Konon sempat diselesaikan sebanyak 1000 lukisan pemandangan
alam. Yang terkenal, Ngarai Sianok, menjadi koleksi Presiden
Soekarno. Waktu itu, tahun 50-an, Wakidi tak mau dibayar uang.
Akhirnya oleh Presiden RI pertama itu lukisan tersebut ditukar
dengan sebuah tiket, yang berlaku seumur hidup dan bisa
digunakan secara cuma-cuma untuk naik pesawat terbang, bis atau
kereta api dalam wilayah Indonesia. Tapi tak sekalipun itu
dimanfaatkan oleh Wakidi. Kecuali ia agaknya tak suka benar
bepergian, pelukis ini termasuk bernasib baik selalu cukup uang.
Lahir di Palembang, dibesarkan dan kemudian berdiam sampai akhir
hayatnya di Bukittinggi. Berkat gurunya di Kweekschool
(setingkat SPG sekarang), dia dikirim ke Semarang dan belajar
melukis kepada pelukis Belanda Van Dijk. (Awal abad XX
pemerintah Hindia Belanda banyak mendatangkan pelukis
pemandangan dari Negeri Belanda untuk melukis pemandangan di
Indonesia). Dia sempat pula menjadi guru di Sekolah Raja
Bukittinggi, 1911. Kemudian masih terpakai sebagai guru di SMA
I, II dan III Bukittinggi hingga 1974. Bekas muridnya antara
lain Bung Hatta dan Motinggo Boesje -- sastrawan yang kemudian
populer dengan novel popnya itu. Juga pelukis Baharuddin Mara
Sutan, bekas dosen di Lembaga Pendidikan Kesenian Jakarta.
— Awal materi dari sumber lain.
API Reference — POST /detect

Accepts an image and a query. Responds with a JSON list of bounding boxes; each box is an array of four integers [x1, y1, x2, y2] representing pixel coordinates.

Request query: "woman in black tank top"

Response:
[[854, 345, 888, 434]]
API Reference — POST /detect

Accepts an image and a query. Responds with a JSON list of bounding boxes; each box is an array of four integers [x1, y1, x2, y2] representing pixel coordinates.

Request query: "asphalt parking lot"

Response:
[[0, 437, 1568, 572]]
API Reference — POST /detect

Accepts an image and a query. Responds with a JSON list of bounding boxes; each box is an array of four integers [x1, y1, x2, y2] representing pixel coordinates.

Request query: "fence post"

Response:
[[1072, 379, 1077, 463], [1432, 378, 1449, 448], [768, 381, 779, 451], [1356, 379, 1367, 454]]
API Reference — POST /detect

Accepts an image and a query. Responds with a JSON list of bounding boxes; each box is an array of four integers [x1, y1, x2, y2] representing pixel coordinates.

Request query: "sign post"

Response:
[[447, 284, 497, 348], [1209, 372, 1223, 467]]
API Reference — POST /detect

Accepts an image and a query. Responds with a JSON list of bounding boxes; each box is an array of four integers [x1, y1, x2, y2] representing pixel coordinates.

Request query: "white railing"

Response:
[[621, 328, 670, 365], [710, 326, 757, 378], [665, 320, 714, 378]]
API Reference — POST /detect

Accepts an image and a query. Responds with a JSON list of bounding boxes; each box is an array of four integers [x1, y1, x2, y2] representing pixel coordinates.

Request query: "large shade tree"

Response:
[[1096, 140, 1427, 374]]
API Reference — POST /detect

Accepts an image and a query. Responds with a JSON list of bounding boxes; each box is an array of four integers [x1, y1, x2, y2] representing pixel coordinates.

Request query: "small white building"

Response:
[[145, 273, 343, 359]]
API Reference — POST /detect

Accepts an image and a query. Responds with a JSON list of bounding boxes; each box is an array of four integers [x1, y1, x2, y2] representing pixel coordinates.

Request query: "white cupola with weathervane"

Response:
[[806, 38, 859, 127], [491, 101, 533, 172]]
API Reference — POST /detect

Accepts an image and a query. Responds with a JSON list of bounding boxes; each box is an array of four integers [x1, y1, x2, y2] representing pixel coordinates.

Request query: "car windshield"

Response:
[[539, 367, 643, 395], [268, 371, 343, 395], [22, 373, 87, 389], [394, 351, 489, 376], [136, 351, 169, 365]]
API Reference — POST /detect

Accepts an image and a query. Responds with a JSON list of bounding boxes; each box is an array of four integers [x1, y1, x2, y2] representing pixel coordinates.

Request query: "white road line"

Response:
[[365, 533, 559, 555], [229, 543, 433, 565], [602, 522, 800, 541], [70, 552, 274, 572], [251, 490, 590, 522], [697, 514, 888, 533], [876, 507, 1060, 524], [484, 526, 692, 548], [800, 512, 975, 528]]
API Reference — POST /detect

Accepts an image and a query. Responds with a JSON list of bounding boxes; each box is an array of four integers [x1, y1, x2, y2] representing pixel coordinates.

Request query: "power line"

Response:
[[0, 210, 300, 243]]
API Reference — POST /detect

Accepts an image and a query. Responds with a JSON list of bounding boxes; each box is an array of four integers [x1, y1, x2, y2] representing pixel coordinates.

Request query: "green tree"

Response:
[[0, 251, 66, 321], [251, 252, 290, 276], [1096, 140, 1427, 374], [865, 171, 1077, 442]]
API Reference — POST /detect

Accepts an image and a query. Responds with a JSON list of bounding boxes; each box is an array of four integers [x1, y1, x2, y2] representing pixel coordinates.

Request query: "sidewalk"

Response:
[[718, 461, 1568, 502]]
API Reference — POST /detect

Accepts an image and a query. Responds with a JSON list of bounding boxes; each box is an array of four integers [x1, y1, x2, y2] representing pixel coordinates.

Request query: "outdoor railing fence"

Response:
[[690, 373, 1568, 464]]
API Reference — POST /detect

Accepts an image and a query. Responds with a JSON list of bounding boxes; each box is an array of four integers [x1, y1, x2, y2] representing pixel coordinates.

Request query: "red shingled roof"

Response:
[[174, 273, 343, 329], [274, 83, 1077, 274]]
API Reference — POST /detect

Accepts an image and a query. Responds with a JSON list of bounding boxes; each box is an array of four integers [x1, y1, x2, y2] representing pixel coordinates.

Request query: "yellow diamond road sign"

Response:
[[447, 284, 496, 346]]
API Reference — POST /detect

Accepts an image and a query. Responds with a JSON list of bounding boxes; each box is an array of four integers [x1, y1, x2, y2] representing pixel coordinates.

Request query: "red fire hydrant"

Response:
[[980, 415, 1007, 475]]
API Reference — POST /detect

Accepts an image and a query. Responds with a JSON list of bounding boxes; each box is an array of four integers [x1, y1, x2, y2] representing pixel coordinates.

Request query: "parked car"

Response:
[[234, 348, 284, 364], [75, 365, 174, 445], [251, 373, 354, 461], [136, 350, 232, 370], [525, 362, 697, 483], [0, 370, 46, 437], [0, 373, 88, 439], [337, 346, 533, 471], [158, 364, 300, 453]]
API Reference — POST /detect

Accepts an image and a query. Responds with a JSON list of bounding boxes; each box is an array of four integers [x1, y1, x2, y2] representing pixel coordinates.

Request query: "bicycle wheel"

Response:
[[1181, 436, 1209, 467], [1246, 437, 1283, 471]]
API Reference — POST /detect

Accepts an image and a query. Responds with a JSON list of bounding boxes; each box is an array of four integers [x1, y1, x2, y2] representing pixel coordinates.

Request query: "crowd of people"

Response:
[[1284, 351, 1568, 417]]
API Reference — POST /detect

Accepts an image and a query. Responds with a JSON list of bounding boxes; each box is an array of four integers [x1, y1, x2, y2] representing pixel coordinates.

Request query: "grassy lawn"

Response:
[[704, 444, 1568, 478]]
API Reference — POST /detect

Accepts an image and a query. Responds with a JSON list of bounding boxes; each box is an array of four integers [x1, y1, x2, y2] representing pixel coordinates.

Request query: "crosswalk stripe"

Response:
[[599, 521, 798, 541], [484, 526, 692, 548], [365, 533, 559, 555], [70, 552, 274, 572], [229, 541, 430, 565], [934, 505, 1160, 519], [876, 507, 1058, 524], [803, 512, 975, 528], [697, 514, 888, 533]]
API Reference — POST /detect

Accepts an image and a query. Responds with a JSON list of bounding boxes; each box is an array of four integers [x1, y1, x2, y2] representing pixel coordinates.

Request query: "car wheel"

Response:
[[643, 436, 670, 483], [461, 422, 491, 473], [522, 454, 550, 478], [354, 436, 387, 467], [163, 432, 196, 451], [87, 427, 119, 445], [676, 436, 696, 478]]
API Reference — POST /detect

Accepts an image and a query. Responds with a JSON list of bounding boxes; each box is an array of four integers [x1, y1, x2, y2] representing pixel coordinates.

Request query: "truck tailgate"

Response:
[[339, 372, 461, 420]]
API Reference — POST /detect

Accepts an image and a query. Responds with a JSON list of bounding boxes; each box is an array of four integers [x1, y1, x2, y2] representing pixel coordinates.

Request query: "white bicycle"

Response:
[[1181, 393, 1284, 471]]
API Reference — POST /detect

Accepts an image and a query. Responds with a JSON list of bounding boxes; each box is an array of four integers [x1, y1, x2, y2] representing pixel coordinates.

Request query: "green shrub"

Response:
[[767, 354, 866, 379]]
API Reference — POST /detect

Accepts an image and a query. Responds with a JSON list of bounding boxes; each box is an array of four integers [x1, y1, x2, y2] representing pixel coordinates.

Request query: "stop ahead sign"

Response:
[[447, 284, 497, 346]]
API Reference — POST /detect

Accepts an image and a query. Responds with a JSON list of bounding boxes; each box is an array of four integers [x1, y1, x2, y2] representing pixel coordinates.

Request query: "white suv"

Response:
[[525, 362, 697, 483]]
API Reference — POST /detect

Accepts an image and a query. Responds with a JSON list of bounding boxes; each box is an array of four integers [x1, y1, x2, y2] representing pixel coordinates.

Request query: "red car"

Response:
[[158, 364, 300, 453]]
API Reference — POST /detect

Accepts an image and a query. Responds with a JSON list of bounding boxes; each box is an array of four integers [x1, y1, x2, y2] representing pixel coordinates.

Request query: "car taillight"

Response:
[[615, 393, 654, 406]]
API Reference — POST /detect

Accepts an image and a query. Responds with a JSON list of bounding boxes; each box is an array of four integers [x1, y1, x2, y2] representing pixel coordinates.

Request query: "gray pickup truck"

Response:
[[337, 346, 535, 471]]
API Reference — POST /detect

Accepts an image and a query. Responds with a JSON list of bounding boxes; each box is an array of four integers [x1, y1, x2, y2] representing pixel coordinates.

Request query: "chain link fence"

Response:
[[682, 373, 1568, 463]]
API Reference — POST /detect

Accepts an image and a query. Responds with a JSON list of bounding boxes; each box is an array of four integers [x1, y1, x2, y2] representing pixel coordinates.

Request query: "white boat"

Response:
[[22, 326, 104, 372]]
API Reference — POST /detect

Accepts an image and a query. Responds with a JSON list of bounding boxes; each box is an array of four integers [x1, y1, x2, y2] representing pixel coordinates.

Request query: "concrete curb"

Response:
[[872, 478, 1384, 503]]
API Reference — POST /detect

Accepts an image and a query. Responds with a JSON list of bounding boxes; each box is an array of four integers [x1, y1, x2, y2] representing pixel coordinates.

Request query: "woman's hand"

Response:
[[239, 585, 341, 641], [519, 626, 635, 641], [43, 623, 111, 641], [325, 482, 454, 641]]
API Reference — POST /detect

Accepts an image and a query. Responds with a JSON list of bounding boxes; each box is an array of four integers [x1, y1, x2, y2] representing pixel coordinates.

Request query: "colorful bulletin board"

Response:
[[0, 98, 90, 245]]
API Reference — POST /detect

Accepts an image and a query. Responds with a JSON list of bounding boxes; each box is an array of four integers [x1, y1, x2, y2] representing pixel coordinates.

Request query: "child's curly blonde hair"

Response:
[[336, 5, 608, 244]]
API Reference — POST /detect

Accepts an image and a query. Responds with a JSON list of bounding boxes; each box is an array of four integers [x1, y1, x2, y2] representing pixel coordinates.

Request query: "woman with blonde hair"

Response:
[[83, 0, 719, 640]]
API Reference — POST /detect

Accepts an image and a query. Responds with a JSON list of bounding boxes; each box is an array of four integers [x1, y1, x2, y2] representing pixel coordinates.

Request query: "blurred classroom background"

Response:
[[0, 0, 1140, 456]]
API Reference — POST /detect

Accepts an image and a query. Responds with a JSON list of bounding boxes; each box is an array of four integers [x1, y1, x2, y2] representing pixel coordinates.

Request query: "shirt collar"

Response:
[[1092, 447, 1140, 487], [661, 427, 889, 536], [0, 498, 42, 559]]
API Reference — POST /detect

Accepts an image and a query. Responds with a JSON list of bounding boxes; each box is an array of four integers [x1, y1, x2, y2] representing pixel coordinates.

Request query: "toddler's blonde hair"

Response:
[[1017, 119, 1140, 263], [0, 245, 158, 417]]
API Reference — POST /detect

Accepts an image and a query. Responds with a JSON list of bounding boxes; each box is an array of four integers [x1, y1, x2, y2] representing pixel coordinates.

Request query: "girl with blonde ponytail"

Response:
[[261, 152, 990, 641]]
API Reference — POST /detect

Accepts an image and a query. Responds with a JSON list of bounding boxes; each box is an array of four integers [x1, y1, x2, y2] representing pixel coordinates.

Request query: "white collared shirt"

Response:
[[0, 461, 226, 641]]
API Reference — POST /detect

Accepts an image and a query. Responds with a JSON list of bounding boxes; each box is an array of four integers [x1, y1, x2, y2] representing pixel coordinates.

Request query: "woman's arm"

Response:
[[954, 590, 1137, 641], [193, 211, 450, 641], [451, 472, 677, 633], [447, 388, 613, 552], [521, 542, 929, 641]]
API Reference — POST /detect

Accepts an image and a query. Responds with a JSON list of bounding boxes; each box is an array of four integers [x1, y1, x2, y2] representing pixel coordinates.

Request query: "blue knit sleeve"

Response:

Wakidi meninggalkan 11 anak dari istri pertama (meninggal 1950),
dan 2 anak dari istri kedua. Semuanya sudah bekeluarga dan
memberikan 112 cucu bagi pelukis itu.
Jenazahnya dimakamkan keesokan harinya di pemakaman Mandi Angin,
Bukittinggi. Hadir antara lain Rektor IKIP Padang dan Walikota
Bukittinggi. Almarhum mendapat anugerah seni dari Menteri P&K,
bertepatan dengan Hari Proklamasi tahun 1979.